I due tipi di ricognizione portano necessariamente ad una diversa documentazione. Le ricognizioni sistematiche producono grandi quantità di siti costituiti generalmente da aree di manufatti, mentre quelle non sistematiche portano alla scoperta di siti a volte con caratteristiche eccezionali. Le analisi formali, statistiche e quantitative del paesaggio antico sulla base dei risultati di una ricognizione sistematica possono portare a ricostruzioni storiche e archeologiche globali assai più solide di quelle ricavabili dallo studio di singoli siti, per quanto eccezionali.

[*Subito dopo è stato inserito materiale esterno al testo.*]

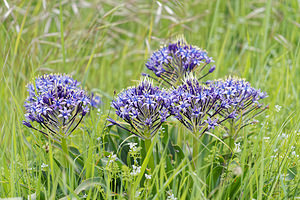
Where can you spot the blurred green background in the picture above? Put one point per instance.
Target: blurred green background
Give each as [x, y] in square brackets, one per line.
[105, 44]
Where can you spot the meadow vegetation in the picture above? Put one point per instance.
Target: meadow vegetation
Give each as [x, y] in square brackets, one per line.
[105, 44]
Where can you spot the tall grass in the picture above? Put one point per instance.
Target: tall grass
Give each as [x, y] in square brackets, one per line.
[104, 44]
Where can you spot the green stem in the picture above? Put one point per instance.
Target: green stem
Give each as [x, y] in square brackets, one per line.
[151, 159]
[65, 150]
[195, 150]
[231, 135]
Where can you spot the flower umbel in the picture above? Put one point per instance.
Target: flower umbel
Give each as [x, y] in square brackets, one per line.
[143, 107]
[173, 62]
[57, 103]
[197, 106]
[240, 100]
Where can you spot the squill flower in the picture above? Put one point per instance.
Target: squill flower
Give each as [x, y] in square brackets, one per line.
[243, 100]
[144, 108]
[173, 62]
[57, 103]
[197, 106]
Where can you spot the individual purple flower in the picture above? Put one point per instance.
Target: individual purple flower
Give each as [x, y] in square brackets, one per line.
[144, 108]
[57, 103]
[173, 62]
[197, 106]
[240, 100]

Durante la fase di progettazione di una ricognizione sistematica la prima operazione da compiere riguarda la localizzazione dei documenti archeologici già noti. Attraverso lo studio della bibliografia esistente vengono posizionati sulle tavolette IGM tutti i siti, i reperti isolati, i monumenti, le iscrizioni e quant'altro sia stato rinvenuto e/o documentato nell'area oggetto di studio e il posizionamento delle anomalie evidenziate dalla lettura aerofotografica tradizionale (7). Solitamente, nell'impostazione del progetto, è sufficiente l'impiego di una cartografia al 25.000. A questa fase può seguire anche una ricognizione preliminare ad ampio raggio per verificare la cartografia che si vuole utilizzare (e quindi, verificare le strade di accesso, l'assetto delle colture e delle proprietà, la disponibilità dei proprietari nei confronti dei ricercatori) e la localizzazione delle evidenze già note.

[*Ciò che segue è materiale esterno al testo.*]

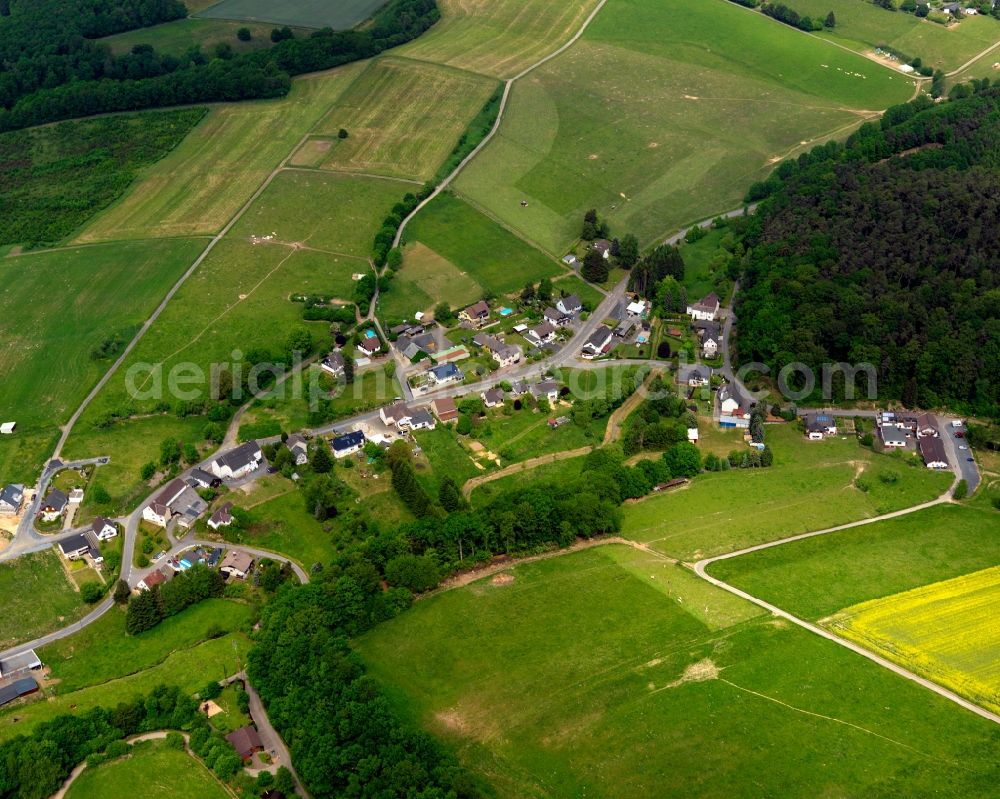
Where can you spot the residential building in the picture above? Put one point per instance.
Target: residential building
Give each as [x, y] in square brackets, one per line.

E' importante poi definire l'ambito geografico di interesse e l'intensità con cui deve essere indagato; due decisioni connesse fra di loro e condizionate dalla quantità di risorse a disposizione per la ricerca. Con le stesse risorse si può infatti decidere di indagare un contesto ampio ma con un'intensità più blanda oppure concentrarsi su una zona più limitata ma con maggiore intensità. 

In alcune situazioni geografiche può essere utile fare delle osservazioni sul paesaggio; una valutazione della visibilità delle tracce archeologiche può essere ottenuta combinando osservazioni sulla copertura vegetazionale, sui fenomeni di accumulo ed erosione, sulle caratteristiche geologiche del territorio, sulla storia dell'uso del suolo nella zona. In questo tipo di rilevamento bisogna tener presente che le cartografie disponibili possono condizionare la possibilità di svolgere osservazioni accurate. Quando non esistono carte di dettaglio sufficienti si può essere costretti a modificare la strategia di ricerca o ad elaborare una cartografia costruita su misura per la ricognizione.

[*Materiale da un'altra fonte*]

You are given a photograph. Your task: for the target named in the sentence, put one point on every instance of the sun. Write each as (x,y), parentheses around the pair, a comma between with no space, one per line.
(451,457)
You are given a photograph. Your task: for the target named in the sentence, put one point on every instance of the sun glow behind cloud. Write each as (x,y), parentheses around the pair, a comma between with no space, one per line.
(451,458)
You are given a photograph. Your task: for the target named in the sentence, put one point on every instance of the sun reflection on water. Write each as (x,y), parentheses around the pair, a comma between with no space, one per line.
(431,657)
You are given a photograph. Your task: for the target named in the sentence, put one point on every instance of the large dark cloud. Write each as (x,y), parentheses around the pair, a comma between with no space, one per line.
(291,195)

E' infine necessario fissare tempi e modi della ricerca, cercando di scegliere il periodo che offra le migliori condizioni per la ricognizione e una struttura organizzativa che consenta di ottimizzare tempi e costi delle operazioni sul campo.

 


(1) F. Cambi, Ricognizione archeologica, in R. Francovich - D. Manacorda (a cura di), Dizionario di archeologia, Laterza, Bari 2000, p. 255

(2) P. Sommella, Conclusioni, in M. Pasquinucci - S. Menchelli (a cura di), La cartografia archeologica: problemi e prospettive, Atti del Convegno - Pisa 1988, Pisa 1989, pp. 291-305

(3) A. Carandini, Dibattito, in M. Pasquinucci - S. Menchelli (a cura di), La cartografia archeologica: problemi e prospettive, cit., pp. 285-290

(4) A. Ammerman, Surveys and Archaeological Research, in "Annual Review of Anthropology", 10, 1981, pp. 81-82

(5) F. Cambi - N. Terrenato, Introduzione all’archeologia dei paesaggi, NIS, Urbino 1994, pp. 119-121

(6) Le macchine agricole tendono infatti a portare in superficie numerosi manufatti sepolti. Si può affermare che l'agricoltura meccanizzata è allo stesso tempo il principale fattore di conoscenza e di distruzione degli insediamenti archeologici. 

(7) Allo scopo occorrono una coppia di fotografie aeree, meglio se ingrandite quanto più ma senza pregiudicare la qualità dell'immagine, e un normale stereoscopio.